What db fits me?
- by afvasd
Dear Everyone
I am currently using mysql. I am finding that my schema is getting incredibly complicated. I seek to find a new db that will suit my needs:
Let's assume I am building a news aggregrator (which collects news from multiple website). I then run algorithms to determine if two news from different sites are actually referring to the same topic. I run this algorithm to cluster news together. The relationship is depicted below:
cluster
\--news1
\--word1
\--word2
\--news2
\--word3
\--news3
\--word1
\--word3
And then I will apply some magic and determine the importance of each word. Summing all the importance of each word gives me the importance of a news article. Summing the importance of each news article gives me the importance of a cluster.
Note that above cluster there are also subgroups( like split by region etc), and categories (like sports, etc) which I have to determine the importance of that in a particular day per se.
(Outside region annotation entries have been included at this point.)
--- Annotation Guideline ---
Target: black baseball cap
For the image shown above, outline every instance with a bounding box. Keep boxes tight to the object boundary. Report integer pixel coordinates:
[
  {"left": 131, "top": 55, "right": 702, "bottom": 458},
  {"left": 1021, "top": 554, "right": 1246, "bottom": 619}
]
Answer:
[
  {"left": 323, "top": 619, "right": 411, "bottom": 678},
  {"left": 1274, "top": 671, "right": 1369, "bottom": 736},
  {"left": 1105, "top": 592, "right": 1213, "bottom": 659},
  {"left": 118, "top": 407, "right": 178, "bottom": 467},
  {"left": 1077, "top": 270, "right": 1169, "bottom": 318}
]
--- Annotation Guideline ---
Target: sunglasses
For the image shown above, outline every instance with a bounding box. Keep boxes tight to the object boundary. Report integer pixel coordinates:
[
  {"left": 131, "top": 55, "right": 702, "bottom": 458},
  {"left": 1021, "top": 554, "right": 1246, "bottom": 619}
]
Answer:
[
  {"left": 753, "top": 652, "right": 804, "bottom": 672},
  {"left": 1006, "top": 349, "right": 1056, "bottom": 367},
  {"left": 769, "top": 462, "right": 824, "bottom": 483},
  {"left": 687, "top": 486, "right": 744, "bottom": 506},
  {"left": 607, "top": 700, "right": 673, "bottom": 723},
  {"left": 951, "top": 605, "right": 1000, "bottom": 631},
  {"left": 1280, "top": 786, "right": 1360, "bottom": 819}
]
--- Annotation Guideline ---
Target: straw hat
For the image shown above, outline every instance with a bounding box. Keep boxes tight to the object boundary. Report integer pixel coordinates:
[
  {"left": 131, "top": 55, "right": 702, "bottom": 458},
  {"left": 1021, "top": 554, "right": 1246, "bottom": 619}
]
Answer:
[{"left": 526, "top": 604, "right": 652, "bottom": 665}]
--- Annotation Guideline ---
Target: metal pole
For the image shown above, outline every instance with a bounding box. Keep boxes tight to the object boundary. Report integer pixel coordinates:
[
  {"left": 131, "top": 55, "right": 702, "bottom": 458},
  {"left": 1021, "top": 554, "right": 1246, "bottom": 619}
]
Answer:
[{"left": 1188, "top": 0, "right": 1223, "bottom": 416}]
I have used views in the past to do so, but I realized that views are very slow. So i will normally do an insert into an actual table and index them for better performance. As you can see this leads to multiple tables derived like (cluster, importance), (news, importance), (words, importance) etc which can get pretty messy.
Also the "importance" metric will change. It has become increasingly difficult to alter tables, update data (which I am using TRUNCATE TABLE) and then inserting from null.
I am currently looking into something schemaless like Mongodb. I do not need distributedness. I would very much want something that is reasonably fast (which can be indexed) and something that is a lot more flexible that traditional RDMBS.
Also, I need something that has some kind of ORM because I personally like ORM a lot. I am currently using sqlalchemy
Please help!